By Deborah Overbeck
Something hit me the day I met David Blood.
Any hour before noon on a Saturday is considered the crack-of-dawn for a college student, so to be riding in a van packed with two professors and eight classmates at 7 in the morning was not quite enthralling for any of us. As the van turned left off campus, we began our voyage to northeastern Pennsylvania. Unenthused about the day ahead of us, the majority of students plugged their ears with headphones in an almost synchronized manner.
The topic of hydraulic fracturing, or “fracking,” was one that we had discussed for nearly two months and quite frankly, we were sick of it. It wasn’t until we reached the middle of nowhere P.A. that our understanding of fracking would be put to the test.
We pulled off I-81 in West Harford, Pa., and drove a short distance up a dirt road, leading us to a drilling site, Rig 538 to be exact. Gazing up at the 80-foot-high metal contraption, I started to wonder what I was doing. Of course, it was a miserable, foggy, rainy day, which did not make things any better. Within minutes of stepping out of the van my brand new leather high-top Sperry boots were covered in a gray clay-like mud— not cool.
Naturally, I was the student chosen to hike up the mucky hill in search of a human life to give our class an interview. The first two men I came across were wearing full-length black rubber trench coats, construction work boots, goggles and hard hats. They were covered in all kinds of gunk but didn’t seem the slightest bit bothered by it. I introduced myself and explained my interest in learning about their jobs.
As I spoke, the words exiting my mouth became silent to my own ears. My eyes honed in on a tiny detail that to them, seemed completely insignificant, but to me, was appalling. In the calloused hands of each man were lit cigarettes. I wondered to myself, “Should they be puffing away at those tobacco-filled sticks while natural gases are being sucked from the ground we’re standing on?” I reported to my less-than-eager class that someone would be down soon to talk with us.
After a short time David Blood trudged down in a much more graceful way than I had, not tripping over every rock and twig. Blood was dressed in a pair of worn-in overalls, plaid flannel shirt and a red, white and blue hard hat with a sticker reading “Cabot David Blood.” Employed by Cabot Oil & Gas, he was in charge of Rig 538.
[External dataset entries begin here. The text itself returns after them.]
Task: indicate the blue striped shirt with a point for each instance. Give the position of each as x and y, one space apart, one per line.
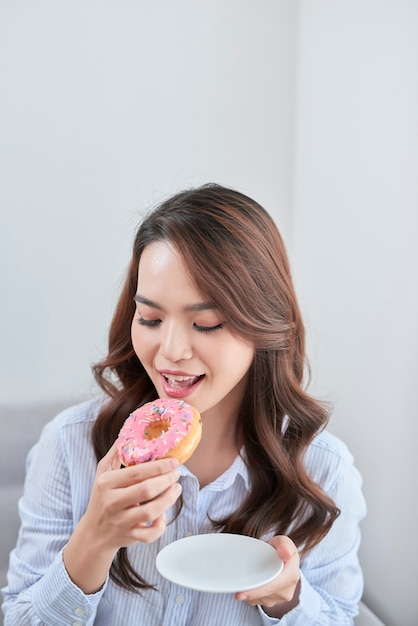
60 472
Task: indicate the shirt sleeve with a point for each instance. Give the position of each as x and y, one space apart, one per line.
331 576
39 589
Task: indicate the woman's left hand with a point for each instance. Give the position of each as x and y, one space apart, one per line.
282 593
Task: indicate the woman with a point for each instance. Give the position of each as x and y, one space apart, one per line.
208 313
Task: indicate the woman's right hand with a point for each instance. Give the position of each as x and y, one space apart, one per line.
126 506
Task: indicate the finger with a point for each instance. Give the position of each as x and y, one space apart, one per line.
110 460
281 586
145 491
135 474
151 515
284 546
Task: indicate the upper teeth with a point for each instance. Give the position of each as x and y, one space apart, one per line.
179 378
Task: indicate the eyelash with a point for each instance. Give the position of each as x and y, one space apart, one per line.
200 329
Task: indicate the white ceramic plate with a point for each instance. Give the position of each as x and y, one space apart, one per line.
219 562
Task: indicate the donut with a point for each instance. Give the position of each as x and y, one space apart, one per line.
160 429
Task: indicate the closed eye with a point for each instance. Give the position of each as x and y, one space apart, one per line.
149 323
207 329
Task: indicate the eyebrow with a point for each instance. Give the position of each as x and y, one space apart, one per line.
199 306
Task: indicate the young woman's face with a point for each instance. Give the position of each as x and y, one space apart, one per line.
183 342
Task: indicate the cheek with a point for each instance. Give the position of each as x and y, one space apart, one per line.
139 340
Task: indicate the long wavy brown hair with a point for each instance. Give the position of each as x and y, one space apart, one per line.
237 259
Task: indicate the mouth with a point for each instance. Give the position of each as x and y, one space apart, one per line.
180 385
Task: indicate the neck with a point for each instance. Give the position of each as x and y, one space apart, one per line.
217 449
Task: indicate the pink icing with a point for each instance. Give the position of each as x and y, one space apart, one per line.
134 447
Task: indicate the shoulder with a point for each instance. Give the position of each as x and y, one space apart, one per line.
73 423
328 459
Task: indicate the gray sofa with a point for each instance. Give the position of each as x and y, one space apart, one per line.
21 427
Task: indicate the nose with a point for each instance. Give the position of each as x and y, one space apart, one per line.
175 343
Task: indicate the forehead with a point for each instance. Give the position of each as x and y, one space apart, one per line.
162 269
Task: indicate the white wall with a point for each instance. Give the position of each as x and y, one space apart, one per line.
106 107
356 259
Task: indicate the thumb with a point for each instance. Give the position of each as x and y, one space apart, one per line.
285 547
110 461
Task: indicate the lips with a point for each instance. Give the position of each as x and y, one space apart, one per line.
179 385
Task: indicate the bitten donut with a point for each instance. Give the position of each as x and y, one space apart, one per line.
160 429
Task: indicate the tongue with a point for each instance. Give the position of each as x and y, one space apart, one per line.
182 384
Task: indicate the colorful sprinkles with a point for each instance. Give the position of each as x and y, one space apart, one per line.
133 444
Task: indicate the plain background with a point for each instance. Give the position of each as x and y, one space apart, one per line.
311 107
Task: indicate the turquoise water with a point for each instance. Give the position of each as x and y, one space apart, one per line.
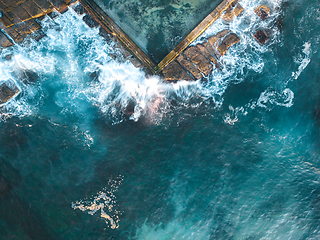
157 27
232 157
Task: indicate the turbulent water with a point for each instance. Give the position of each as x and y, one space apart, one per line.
235 156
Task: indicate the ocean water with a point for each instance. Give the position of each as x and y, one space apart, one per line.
235 156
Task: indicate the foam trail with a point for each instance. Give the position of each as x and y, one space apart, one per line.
72 52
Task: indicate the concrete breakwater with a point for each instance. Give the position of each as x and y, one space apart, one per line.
21 18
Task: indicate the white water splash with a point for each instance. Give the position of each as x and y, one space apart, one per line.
303 61
103 203
72 51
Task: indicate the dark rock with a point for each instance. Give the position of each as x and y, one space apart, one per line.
59 4
103 33
89 20
184 62
20 11
263 12
206 53
214 41
223 33
210 49
4 41
262 37
238 9
79 9
136 62
227 42
38 34
174 72
44 5
6 92
31 8
199 60
54 14
228 14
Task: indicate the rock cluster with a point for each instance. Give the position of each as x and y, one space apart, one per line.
199 60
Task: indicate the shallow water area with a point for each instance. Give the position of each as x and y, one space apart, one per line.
92 148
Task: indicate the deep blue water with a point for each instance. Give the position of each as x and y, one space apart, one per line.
233 157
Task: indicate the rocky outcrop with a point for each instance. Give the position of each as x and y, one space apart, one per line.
227 42
199 60
263 12
233 11
19 17
174 72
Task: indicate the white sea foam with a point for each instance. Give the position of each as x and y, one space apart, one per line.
103 202
71 51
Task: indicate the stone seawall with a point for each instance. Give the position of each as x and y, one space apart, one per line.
18 18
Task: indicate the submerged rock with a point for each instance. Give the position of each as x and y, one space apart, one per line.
231 12
4 41
263 12
90 21
7 91
227 42
261 36
203 49
184 62
199 60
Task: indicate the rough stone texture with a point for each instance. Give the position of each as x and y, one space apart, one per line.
223 33
4 41
214 41
238 9
33 9
210 49
7 93
184 62
59 4
227 42
228 14
89 20
262 37
19 16
198 59
174 72
263 12
79 9
203 49
44 5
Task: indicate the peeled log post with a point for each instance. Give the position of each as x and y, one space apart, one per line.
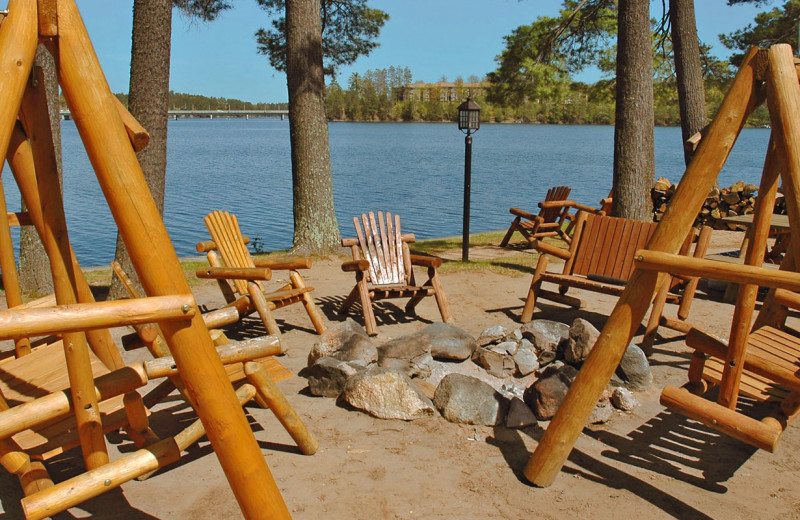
560 436
158 267
20 158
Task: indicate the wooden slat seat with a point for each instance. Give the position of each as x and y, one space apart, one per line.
601 259
383 264
44 372
228 248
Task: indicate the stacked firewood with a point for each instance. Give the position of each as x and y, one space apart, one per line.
738 199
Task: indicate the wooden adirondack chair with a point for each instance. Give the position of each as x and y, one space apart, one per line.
241 279
600 259
383 267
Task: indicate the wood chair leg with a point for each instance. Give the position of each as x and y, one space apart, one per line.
441 298
656 311
366 305
348 302
276 401
536 283
510 232
262 307
308 302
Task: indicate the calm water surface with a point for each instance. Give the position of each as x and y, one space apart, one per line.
415 170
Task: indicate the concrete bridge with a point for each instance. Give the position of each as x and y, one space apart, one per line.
211 114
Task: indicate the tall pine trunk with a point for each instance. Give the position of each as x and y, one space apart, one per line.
689 72
634 154
35 277
148 102
315 227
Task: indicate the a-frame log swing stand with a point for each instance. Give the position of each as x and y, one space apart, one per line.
769 75
105 134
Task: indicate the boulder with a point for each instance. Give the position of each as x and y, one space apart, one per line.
546 394
467 400
449 342
623 399
328 375
345 341
497 364
634 370
525 358
410 354
582 336
492 335
545 334
386 394
520 415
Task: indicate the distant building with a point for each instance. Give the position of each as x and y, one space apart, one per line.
443 91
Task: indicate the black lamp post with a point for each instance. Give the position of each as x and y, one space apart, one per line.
469 121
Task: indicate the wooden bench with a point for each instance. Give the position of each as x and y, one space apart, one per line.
601 259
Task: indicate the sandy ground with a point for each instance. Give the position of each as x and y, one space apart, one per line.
651 463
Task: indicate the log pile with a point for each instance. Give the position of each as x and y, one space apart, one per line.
738 199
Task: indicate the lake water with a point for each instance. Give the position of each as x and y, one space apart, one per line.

A former Louisiana resident with the accent to prove it, Blood said he began working in the natural gas industry in 1978. His upbringing made some of us feel like lazy, spoiled New Jerseyans. “I grew up busting my back at 12 years old, and ya’ know, kids today just don’t grow up like that and that’s why it’s hard to get people to work on these rigs because it’s work for 12 hours a day and 14 days straight.” Because of one of his youthful adventures, he was missing an index finger.
Aside from feeling like a bum for recently have quit my part-time job, another feeling overcame me: respect. I had been overwhelmed trying to balance the last few classes of my college career with a part-time job at a mall. The little stress in my life seemed trivial compared to jobs of these men.
I learned that the drilling rig took roughly four days to assemble, six days to drill and another four to disassemble. Even if the nation is relying on these drillers to locate and extract a considerable amount of natural gas to help fuel our economy, 14 days does not seem like enough time.
The job requires a tremendous amount of hands-on, manual labor, something I’m not very familiar with. To think that I complained about carrying a few trays of cupcakes up some stairs at my ex-part-time job.
Thinking back, I’m unsure if I was honestly interested in learning about his job or if I just wanted to listen to him speak, though it was probably the latter. He seemed to take great pride in something that my classmates and I couldn’t care less about.
Meeting David Blood helped me in an odd way. Although I don’t think I’ll carry a life-long interest in the art of natural gas extraction, I do think that I will push myself to find a job that is meaningful and one that I will be proud of.
“I hope I helped ya’ll out a little bit, now I gotta go use my brain and my calculator,” Blood concluded, hands in his overall pockets. He turned and headed back up to the drilling platform where he and his men continued drilling more than a mile into the ground beneath us.